RELEASE: CAP Column Calls on Congress to Invest Now in Climate Resilient Infrastructure to Reduce Disaster Costs
Washington, D.C. — As leadership in Congress continues the process of putting together a federal budget, the impacts of climate change on the nation’s aging infrastructure must not be ignored. In a column released by the Center for American Progress today, climate experts urge Congress to take the fiscally responsible steps of investing in cutting carbon pollution and improving the nation’s roads, bridges, rail lines, and other infrastructure now.
“As the United States grapples with the effects of climate change, the aging infrastructure that we rely on will be among the hardest hit,” said Cathleen Kelly, CAP senior fellow and co-author of the column. “Our infrastructure is already woefully in need of improvement, particularly in low-income areas, and it will strain further in the face of climate change related extreme weather events that we have already seen begin. The fiscally responsible thing for Congress to do is invest now in building resilient infrastructure and communities before cataclysmic weather events force us to spend much more on disaster recovery down the road.”

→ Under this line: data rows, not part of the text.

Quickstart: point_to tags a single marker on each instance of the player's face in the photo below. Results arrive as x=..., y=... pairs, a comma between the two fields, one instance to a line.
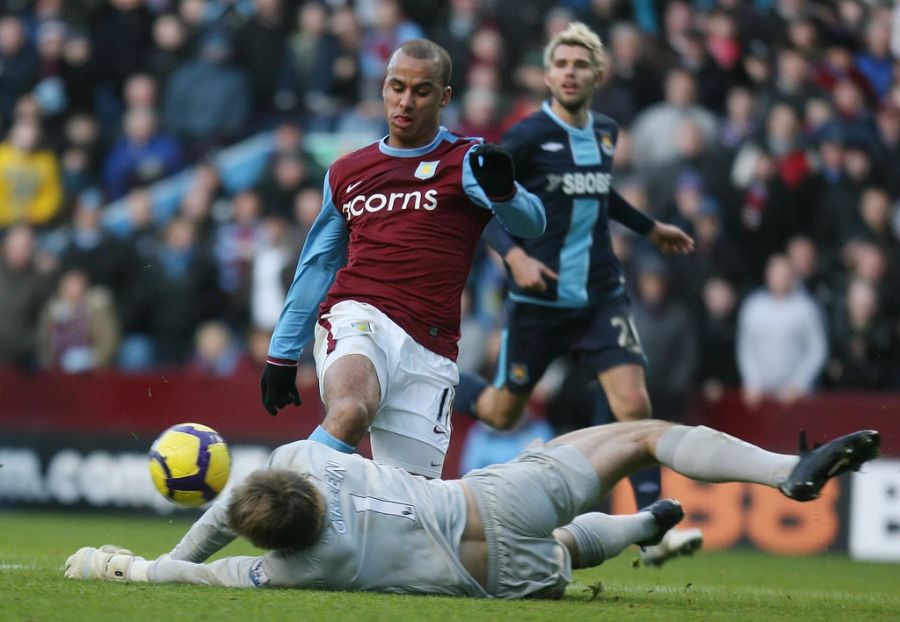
x=571, y=77
x=413, y=98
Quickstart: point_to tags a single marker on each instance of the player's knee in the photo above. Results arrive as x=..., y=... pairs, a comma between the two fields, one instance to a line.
x=501, y=414
x=505, y=420
x=351, y=414
x=631, y=406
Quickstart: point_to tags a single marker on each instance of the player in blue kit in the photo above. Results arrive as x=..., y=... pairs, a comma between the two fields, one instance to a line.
x=566, y=291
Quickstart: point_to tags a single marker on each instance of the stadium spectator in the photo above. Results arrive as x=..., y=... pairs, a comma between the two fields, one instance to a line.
x=236, y=242
x=260, y=50
x=781, y=341
x=804, y=257
x=179, y=290
x=631, y=72
x=663, y=118
x=289, y=175
x=79, y=72
x=389, y=28
x=78, y=330
x=25, y=288
x=106, y=260
x=170, y=48
x=668, y=338
x=862, y=340
x=307, y=72
x=273, y=256
x=19, y=65
x=480, y=110
x=142, y=155
x=207, y=99
x=217, y=354
x=453, y=31
x=30, y=183
x=121, y=34
x=717, y=339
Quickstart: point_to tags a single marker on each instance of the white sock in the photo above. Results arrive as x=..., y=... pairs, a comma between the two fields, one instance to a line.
x=711, y=456
x=599, y=537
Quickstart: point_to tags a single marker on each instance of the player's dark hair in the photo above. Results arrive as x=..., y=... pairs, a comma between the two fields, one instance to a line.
x=424, y=49
x=277, y=509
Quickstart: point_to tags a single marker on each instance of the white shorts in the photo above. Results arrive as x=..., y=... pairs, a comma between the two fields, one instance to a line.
x=412, y=427
x=520, y=503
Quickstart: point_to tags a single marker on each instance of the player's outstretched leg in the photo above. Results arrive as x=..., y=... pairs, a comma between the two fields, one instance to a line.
x=704, y=454
x=845, y=453
x=675, y=543
x=594, y=537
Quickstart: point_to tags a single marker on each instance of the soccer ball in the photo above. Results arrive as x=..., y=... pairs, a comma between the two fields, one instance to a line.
x=190, y=464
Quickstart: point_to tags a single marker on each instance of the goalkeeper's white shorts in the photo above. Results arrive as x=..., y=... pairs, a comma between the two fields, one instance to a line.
x=412, y=427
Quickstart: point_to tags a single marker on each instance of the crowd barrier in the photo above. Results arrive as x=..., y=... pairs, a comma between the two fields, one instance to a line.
x=81, y=441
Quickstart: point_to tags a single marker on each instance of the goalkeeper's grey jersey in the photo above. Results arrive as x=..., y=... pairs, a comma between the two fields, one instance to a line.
x=385, y=530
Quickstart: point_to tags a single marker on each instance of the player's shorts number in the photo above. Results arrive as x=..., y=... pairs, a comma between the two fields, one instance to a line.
x=628, y=337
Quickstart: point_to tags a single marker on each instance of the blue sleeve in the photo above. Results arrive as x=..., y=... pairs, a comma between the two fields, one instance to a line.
x=498, y=238
x=323, y=254
x=522, y=215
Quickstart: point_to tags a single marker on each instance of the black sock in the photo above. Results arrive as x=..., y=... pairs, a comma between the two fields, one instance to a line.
x=467, y=391
x=646, y=485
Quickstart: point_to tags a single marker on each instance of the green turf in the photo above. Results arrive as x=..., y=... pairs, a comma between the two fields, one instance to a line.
x=736, y=585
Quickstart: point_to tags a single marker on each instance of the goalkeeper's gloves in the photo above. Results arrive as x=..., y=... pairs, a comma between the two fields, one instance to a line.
x=91, y=563
x=279, y=386
x=494, y=171
x=115, y=549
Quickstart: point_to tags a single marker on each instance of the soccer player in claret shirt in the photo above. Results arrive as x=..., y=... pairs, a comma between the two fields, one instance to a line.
x=516, y=530
x=566, y=291
x=381, y=274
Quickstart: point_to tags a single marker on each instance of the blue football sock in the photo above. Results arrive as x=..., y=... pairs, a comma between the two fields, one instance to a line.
x=321, y=435
x=646, y=485
x=467, y=391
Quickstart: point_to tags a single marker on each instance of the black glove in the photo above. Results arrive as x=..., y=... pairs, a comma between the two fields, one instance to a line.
x=494, y=171
x=279, y=387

In 2013, the American Society of Civil Engineers gave America’s infrastructure a D+ rating and recommended increasing investment in infrastructure designed to “withstand both natural and man-made hazards.” They suggested using resilient infrastructure designs and sustainable practices to ensure the infrastructure will last for generations. That same year, the Government Accountability Office listed climate change as a top risk to federal operations, assets, and programs and earlier this year put the government’s exposure to climate change at the top of its list of high risks. President Barack Obama’s FY 2016 budget called for in the ballpark of $90 billion to reduce disaster costs and build infrastructure resilience, and earlier this year, the president established a new federal flood risk standard to ensure that federal agencies are investing in long-lasting infrastructure.